SEX, 05/08/2016 - 00:39
ATUALIZADO EM 05/08/2016 - 07:05
Caso 1 – cenas de uma República
risonha e franca
O Ministro interino da Casa Civil,
Eliseu Padilha, é acusado de ter manobrado ilegalmente certificados de
filantropia para uma Universidade Privada em troca de bolsas para apaniguados e
contratos para suas empresas (http://migre.me/uz6NF).
Também é réu por jogadas com
precatórios envolvendo o DNER (Departamento Nacional de Estradas de Rodagem).
Como Ministro dos Transportes, valeu-se de um acordo extrajudicial para
repassar R$ 2,3 milhões a uma empresa gaúcha (http://migre.me/uz6Vv).
Foi condenado em R$ 300 mil por
manter um servidor fantasma (http://migre.me/uz6Sv).
Em 2011 foi indiciado pela Polícia
federal por formação de quadrilha na construção das barragens Jaguari e
Taquarengó (http://migre.me/uz711).
É feliz proprietário de um terreno
onde se instalou um parque eólico, Padilha recebe R$ 1,5 milhão por ano apenas
por estar na corrente do vento (http://migre.me/uz7t8), embora vozes
maliciosas sugerissem se tratar de propina da EDP.
Mas passou a controlar a Secom (Secretaria da
Comunicação) e a inundar sites e blogs da velha mídia com o controle
centralizado da publicidade de todas as estatais.
Com isso, transmudou—se. Eliseu
Padilha aparece nos jornais com aspecto grave, pontificando sobre reforma da
Previdência, reforma administrativa, diplomacia. Tem a última palavra para
liberar verbas milionárias para estados (http://migre.me/uz7vQ). Tornou-se o segundo
homem mais poderoso de um país continental, com mais de 200 milhões de
habitantes. E sob as vistas benevolentes dos mais intimoratos defensores da
moralidade pública que a República já conheceu: o Procurador Geral da República
Rodrigo Janot, a Força tarefa da Lava Jato, colunistas moralistas da velha
mídia.
Cena 2 – a destruição de direitos
sociais
Montou-se o seguinte pacto dos justos:
1. Em 2016 o orçamento
federal será utilizado para pagar a conta do impeachment. Houve aumento para as
emendas parlamentares, para as carreiras que mais contribuíram para a vitória.

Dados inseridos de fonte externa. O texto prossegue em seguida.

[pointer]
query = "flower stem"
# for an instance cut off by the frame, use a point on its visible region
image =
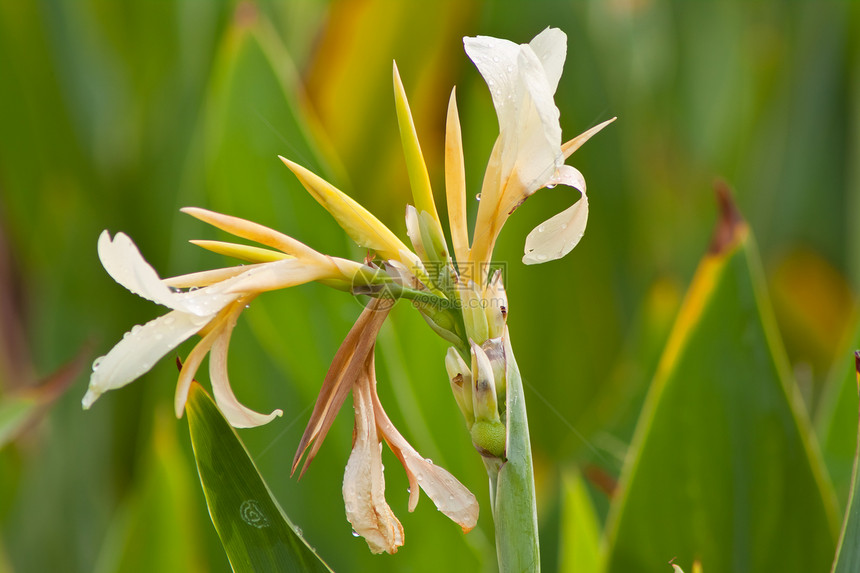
(512, 488)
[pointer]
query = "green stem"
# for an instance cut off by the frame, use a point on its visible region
(512, 491)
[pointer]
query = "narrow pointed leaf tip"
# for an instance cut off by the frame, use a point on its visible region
(419, 179)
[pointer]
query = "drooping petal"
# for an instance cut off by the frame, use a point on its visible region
(363, 480)
(124, 263)
(283, 274)
(455, 183)
(557, 236)
(139, 350)
(237, 414)
(345, 369)
(449, 495)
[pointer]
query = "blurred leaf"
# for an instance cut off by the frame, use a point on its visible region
(157, 530)
(254, 530)
(722, 466)
(580, 528)
(848, 553)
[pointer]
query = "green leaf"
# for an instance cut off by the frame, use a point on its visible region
(722, 469)
(255, 532)
(580, 528)
(514, 507)
(848, 553)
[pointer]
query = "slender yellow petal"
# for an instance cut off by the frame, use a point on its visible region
(253, 232)
(422, 193)
(569, 147)
(358, 222)
(248, 253)
(455, 182)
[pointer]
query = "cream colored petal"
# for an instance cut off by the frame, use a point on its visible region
(364, 482)
(253, 232)
(449, 495)
(139, 350)
(207, 278)
(558, 235)
(282, 274)
(238, 415)
(550, 46)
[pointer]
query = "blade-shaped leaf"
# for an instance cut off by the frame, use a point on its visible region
(580, 528)
(514, 509)
(255, 532)
(722, 469)
(848, 553)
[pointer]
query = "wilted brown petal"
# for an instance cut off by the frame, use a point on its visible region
(363, 480)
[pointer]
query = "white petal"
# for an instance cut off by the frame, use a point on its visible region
(238, 415)
(124, 263)
(496, 60)
(551, 48)
(558, 235)
(139, 350)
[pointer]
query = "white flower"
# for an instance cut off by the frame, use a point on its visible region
(211, 310)
(528, 154)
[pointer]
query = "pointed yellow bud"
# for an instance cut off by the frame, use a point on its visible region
(496, 305)
(419, 180)
(247, 253)
(362, 227)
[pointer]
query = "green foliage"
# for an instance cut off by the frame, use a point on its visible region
(254, 530)
(722, 463)
(114, 114)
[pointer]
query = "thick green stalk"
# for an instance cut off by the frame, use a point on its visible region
(512, 487)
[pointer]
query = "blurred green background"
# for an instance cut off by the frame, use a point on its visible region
(115, 114)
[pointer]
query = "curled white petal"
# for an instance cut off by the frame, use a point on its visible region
(558, 235)
(238, 415)
(124, 263)
(139, 350)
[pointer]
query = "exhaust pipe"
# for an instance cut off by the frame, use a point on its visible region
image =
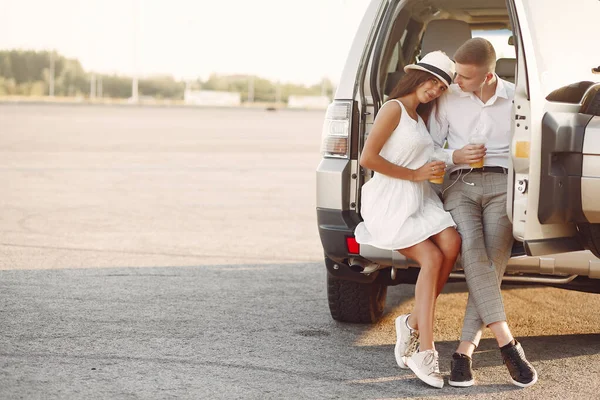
(363, 266)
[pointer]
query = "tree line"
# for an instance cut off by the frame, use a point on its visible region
(29, 73)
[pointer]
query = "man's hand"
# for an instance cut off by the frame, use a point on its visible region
(469, 154)
(432, 170)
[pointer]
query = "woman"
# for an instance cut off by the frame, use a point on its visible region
(402, 212)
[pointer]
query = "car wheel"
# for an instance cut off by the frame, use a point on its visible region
(355, 302)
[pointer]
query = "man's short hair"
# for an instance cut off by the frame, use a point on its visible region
(477, 51)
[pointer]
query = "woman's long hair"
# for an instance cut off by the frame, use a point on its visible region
(408, 84)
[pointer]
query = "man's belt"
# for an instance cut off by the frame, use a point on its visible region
(498, 170)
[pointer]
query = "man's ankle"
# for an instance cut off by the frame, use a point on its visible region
(466, 348)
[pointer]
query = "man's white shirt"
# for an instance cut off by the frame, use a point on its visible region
(460, 114)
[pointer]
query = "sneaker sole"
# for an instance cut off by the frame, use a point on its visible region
(462, 383)
(519, 384)
(399, 357)
(425, 378)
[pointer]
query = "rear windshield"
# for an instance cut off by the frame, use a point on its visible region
(565, 41)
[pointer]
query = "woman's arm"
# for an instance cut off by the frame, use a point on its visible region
(387, 120)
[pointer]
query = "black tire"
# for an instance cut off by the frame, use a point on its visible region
(355, 302)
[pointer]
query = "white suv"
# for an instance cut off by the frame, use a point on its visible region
(554, 179)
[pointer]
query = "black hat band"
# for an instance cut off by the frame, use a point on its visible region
(437, 71)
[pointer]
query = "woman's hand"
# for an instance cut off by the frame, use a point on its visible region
(431, 170)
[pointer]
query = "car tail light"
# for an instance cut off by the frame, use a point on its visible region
(336, 130)
(352, 245)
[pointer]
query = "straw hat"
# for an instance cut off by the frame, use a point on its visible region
(436, 63)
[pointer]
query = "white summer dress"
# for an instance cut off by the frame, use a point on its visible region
(398, 213)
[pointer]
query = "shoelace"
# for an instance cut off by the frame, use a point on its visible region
(462, 365)
(432, 359)
(413, 343)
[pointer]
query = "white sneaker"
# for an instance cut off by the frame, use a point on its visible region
(426, 366)
(407, 341)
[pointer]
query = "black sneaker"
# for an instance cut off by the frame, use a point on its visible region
(461, 371)
(521, 371)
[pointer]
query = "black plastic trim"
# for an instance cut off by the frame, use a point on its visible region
(561, 166)
(552, 246)
(334, 227)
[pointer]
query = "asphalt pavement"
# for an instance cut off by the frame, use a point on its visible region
(155, 252)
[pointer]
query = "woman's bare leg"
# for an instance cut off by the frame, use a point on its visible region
(430, 258)
(448, 242)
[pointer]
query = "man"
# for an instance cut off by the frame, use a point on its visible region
(474, 118)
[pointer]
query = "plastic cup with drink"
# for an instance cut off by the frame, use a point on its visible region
(438, 155)
(477, 138)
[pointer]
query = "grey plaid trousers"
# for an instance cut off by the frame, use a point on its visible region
(479, 212)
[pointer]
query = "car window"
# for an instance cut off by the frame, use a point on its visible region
(565, 41)
(499, 39)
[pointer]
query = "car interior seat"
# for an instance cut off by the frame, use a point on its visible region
(446, 35)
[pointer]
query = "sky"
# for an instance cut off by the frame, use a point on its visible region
(299, 42)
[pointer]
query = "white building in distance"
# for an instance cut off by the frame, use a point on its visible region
(308, 102)
(212, 98)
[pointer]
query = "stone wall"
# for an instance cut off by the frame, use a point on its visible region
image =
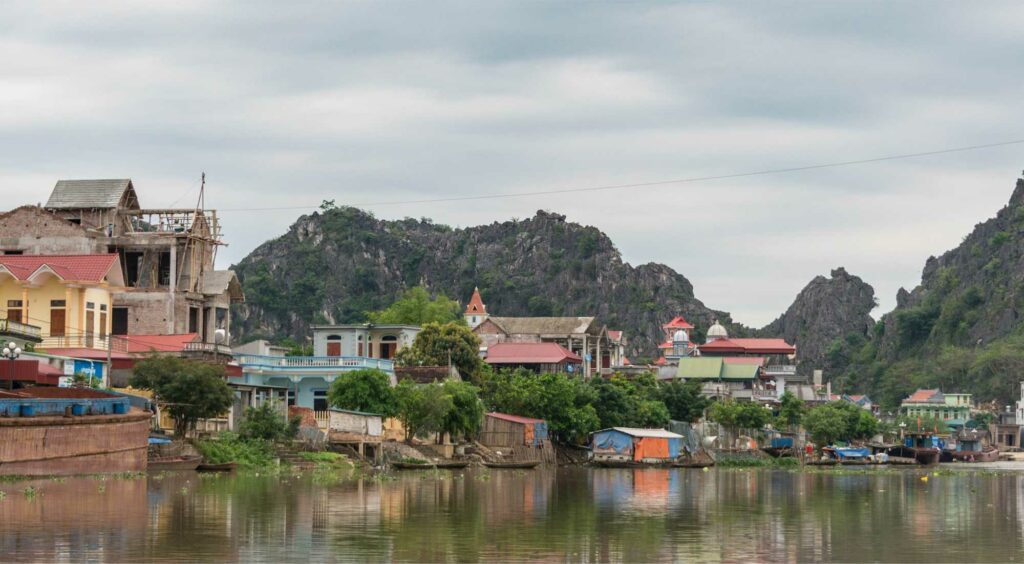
(35, 446)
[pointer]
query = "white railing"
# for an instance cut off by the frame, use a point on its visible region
(25, 330)
(312, 362)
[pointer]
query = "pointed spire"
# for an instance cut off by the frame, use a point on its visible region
(475, 305)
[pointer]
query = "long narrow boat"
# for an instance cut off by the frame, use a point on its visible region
(449, 465)
(174, 463)
(524, 466)
(224, 467)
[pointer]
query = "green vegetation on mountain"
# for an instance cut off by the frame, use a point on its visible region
(341, 263)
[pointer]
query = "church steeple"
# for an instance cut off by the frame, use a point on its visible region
(476, 312)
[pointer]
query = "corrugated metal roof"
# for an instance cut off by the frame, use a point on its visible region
(75, 194)
(529, 353)
(514, 419)
(635, 432)
(543, 326)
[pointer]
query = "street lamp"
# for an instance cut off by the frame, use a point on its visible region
(11, 351)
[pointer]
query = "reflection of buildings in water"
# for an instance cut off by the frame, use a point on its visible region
(76, 519)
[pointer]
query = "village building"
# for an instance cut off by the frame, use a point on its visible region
(585, 337)
(625, 445)
(166, 256)
(952, 408)
(538, 357)
(363, 340)
(69, 298)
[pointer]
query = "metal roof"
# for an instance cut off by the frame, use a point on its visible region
(546, 326)
(78, 194)
(635, 432)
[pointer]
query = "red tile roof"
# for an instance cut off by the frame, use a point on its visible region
(158, 343)
(514, 419)
(751, 346)
(529, 353)
(91, 268)
(678, 322)
(81, 352)
(475, 304)
(922, 396)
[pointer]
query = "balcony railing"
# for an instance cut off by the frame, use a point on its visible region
(23, 330)
(780, 370)
(288, 363)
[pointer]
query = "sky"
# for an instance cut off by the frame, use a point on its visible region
(287, 105)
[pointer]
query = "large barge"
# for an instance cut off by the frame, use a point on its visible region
(67, 431)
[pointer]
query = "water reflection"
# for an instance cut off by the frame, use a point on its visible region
(568, 514)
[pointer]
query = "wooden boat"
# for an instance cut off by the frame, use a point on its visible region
(524, 466)
(174, 463)
(223, 467)
(445, 465)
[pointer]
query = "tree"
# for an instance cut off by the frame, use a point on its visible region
(565, 402)
(364, 390)
(825, 424)
(187, 390)
(267, 423)
(683, 399)
(416, 308)
(423, 409)
(466, 415)
(792, 408)
(435, 343)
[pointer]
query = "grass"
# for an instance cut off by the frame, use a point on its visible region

Ao mesmo tempo, manteve-se no Banco Central a política de Selic a 14,15% com
apreciação cambial, propiciando enormes lucros para os especuladores que
apostaram na queda do dólar pós-golpe.
2. O enorme déficit
contratado para 2016 e 2017 será compensado pela lei de limitação de gastos
públicos. Se congelarão as despesas no menor nível da década (porque após dois
anos de recessão). Depois de aprovada a lei, só poderão ser corrigidas pela
inflação. Como os gastos com a Previdência continuarão aumentando, pelo
envelhecimento da população, haverá cada vez menos recursos para saúde,
educação, políticas assistenciais e todos os demais gastos públicos. E a conta
de juros continuará sem limitações.
3. A lambança fiscal deste
ano ajudará de algum modo na recuperação moderada da economia. A médio prazo, a
situação não será sustentável, a menos que se coloque o Exército nas ruas para
administrar a segurança.
4. A estratégia não é
eleitoralmente viável para 2018. Mesmo esperando alguma recuperação da economia
– que parece ter batido no fundo do poço.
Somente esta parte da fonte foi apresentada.